Money transfers tend to be towards such communities rather than from them ––
absorbing savings and creating societies that cannot generate the capital
resources to develop their countries on their own.
The third consequence is that the African economy is denied the inherent
capital value of land and its ability to collateralise the rest of the
economy through the operation of land markets. In Zimbabwe for example, the
GDP stands today at about US$10 billion. The national debt nearly the same
value while the currency in circulation is perhaps US$4 billion. Compare
this to the theoretical value of urban assets at about US$5 billion and of
rural farm land of at least US$20 billion.
The fourth dimension of this situation lies in the simple fact that people
do not invest in assets that they do not own or control.
Communal land rights are universally characterised by poor development and
maintenance. Who is going to invest in infrastructure on land they do not
own? Who is going to try and improve the fertility of land that they might
lose control of next year? Such issues are universal in character.
Land is Africa’s greatest asset and yet it remains a dead asset under
present arrangements; barely able to sustain itself both economically and
ecologically. This critical issue is brought to the fore by two things ––
our inability to reduce the high proportion of our population in absolute
poverty and associated human degradation and our inability to control and
reverse land gradation.
Any good pasture scientist will tell you that once land has become desert,
it is almost impossible to reverse the process.

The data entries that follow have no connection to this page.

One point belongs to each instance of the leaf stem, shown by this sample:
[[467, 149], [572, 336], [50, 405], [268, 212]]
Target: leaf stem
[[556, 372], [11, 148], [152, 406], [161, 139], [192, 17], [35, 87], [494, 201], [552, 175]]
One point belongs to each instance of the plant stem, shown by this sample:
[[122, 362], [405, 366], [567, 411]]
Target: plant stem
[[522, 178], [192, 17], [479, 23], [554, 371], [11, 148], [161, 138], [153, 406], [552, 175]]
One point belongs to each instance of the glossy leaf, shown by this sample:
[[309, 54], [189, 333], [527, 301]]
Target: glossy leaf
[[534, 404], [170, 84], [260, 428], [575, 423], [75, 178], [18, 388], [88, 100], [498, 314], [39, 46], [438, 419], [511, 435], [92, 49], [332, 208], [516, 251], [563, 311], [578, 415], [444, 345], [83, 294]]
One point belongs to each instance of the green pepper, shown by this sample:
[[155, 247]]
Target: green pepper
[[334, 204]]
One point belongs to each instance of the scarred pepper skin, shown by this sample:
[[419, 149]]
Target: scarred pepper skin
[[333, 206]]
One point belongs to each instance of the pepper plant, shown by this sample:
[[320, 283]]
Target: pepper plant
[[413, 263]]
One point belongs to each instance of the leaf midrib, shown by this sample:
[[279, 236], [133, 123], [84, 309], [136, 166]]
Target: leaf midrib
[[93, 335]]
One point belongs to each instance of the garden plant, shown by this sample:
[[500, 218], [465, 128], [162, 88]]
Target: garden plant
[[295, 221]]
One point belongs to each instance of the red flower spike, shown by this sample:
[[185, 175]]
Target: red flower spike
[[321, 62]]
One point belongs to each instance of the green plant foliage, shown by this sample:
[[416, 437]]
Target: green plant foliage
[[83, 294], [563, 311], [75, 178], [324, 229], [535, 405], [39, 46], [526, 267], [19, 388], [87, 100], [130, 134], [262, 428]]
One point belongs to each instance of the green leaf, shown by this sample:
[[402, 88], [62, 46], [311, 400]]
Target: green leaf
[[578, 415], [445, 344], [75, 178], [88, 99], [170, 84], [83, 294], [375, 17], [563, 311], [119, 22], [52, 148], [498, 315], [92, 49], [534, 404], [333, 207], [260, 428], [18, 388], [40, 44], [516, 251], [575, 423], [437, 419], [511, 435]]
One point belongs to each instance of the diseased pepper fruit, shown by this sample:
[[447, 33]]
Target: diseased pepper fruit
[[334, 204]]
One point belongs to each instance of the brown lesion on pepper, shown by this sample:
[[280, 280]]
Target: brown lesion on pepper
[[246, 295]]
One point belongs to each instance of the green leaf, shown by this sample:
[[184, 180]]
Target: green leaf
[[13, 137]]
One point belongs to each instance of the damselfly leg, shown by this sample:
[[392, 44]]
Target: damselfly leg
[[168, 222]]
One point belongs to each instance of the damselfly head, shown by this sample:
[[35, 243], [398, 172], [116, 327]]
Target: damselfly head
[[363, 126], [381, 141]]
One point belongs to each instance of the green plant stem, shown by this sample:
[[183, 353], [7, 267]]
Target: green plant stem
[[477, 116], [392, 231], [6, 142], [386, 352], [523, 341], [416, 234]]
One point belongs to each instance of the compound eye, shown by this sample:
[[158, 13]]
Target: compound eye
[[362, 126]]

Yes you can plant trees across the Sahel, yes you can remove people from
vast swathes of country and relocate them to land that can support them for
a while, but so long as there is no ownership, backed by legal, negotiable
title rights, land will continue to degrade, irrespective of where it is.
In many respects this is Africa’s greatest challenge and until its leaders
come to grips with it and take the required steps to grant their own people
basic secure title rights to the land they use to make their living, there
cannot be any real long-term development either of African economies or
African democracies and freedoms.
Cross is MDC-T MP for Bulawayo South.